Deep Bio Inc., a leader in AI-driven digital pathology, announced the publication of an external validation study for its DeepDx Prostate AI algorithm, conducted by Stanford Medicine. Published in the British Journal of Urology International, the study titled “External Validation of an Artificial Intelligence Model for Gleason Grading of Prostate Cancer on Prostatectomy Specimens” evaluated the algorithm's performance on whole-mount radical prostatectomy (RP) specimens.
The DeepDx Prostate algorithm, originally trained on prostate core needle biopsy (CNB) images from South Korean hospitals, was tested on RP specimens from a different institution without any fine-tuning. Key findings include:
1. High Accuracy: The algorithm achieved a sensitivity of 0.997 and specificity of 0.88 in detecting cancer in RP specimens.
2. Agreement with Pathologists: It showed strong agreement with expert uropathologists, with Cohen’s Kappa values of 0.91 for cancer presence, 0.89 for Gleason grade classification, and 0.89 for risk group identification.

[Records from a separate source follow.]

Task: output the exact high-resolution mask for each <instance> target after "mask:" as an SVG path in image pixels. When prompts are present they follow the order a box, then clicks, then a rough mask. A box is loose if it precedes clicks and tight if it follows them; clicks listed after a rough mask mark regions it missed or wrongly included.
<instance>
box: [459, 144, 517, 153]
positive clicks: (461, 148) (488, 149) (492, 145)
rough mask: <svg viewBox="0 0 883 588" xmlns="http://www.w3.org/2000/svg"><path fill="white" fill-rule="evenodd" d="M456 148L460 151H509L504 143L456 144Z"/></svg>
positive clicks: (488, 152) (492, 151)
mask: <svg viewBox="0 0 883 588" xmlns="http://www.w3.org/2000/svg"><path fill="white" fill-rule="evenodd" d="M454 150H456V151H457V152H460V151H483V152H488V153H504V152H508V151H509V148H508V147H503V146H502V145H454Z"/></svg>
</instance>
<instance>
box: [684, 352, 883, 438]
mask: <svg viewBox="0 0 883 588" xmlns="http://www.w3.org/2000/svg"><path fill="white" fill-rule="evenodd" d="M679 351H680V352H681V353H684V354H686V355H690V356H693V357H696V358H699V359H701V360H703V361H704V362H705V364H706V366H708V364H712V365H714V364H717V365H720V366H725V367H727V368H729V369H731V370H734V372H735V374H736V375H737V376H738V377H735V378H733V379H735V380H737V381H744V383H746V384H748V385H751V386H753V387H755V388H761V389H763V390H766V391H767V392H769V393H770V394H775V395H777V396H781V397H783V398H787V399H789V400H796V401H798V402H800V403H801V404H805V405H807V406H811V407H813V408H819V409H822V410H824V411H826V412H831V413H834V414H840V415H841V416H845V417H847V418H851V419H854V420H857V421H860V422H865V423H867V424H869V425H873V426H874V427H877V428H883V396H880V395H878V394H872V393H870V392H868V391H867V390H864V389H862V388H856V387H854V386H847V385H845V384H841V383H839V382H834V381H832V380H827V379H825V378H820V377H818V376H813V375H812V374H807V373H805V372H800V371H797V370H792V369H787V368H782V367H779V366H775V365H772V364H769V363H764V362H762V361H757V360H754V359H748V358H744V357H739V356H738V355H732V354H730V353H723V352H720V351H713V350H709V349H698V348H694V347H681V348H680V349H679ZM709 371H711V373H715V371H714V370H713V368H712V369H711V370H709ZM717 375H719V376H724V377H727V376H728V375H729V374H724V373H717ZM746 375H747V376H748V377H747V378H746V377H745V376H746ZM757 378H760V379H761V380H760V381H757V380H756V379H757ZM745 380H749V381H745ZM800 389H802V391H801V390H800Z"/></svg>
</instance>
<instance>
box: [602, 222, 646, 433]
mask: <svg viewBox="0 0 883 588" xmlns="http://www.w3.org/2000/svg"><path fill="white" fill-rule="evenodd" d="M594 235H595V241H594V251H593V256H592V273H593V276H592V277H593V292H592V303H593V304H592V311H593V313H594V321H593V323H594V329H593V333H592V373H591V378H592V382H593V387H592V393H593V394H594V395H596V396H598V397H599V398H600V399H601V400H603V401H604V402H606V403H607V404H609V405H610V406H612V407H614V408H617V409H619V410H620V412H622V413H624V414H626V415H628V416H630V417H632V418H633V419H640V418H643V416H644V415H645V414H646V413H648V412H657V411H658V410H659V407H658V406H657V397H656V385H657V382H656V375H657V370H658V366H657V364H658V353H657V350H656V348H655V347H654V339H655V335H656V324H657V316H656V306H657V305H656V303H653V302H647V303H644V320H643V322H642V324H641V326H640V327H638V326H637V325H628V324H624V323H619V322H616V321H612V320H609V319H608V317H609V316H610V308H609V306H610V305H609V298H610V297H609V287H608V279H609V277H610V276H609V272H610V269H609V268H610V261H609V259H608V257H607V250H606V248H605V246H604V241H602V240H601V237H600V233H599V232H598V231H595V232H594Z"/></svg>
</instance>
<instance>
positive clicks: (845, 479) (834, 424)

3. Generalizability: The algorithm demonstrated robust performance across different datasets and tissue types, suggesting its potential for widespread implementation.
Sun Woo Kim, CEO of Deep Bio, emphasized the importance of accurate Gleason grading for optimizing treatment plans. Bogdana Schmidt MD, MPH, the lead author and assistant professor at the University of Utah, highlighted the algorithm's generalizability and potential for clinical use, noting its value in timely and accurate grading of prostate cancer.
The study concludes that DeepDx Prostate is a highly accurate tool for identifying and grading prostate cancer on digital histopathology images, showing almost perfect concordance with expert pathologists. DeepDx Prostate also demonstrates 99% sensitivity and 97% specificity when used on CNB samples.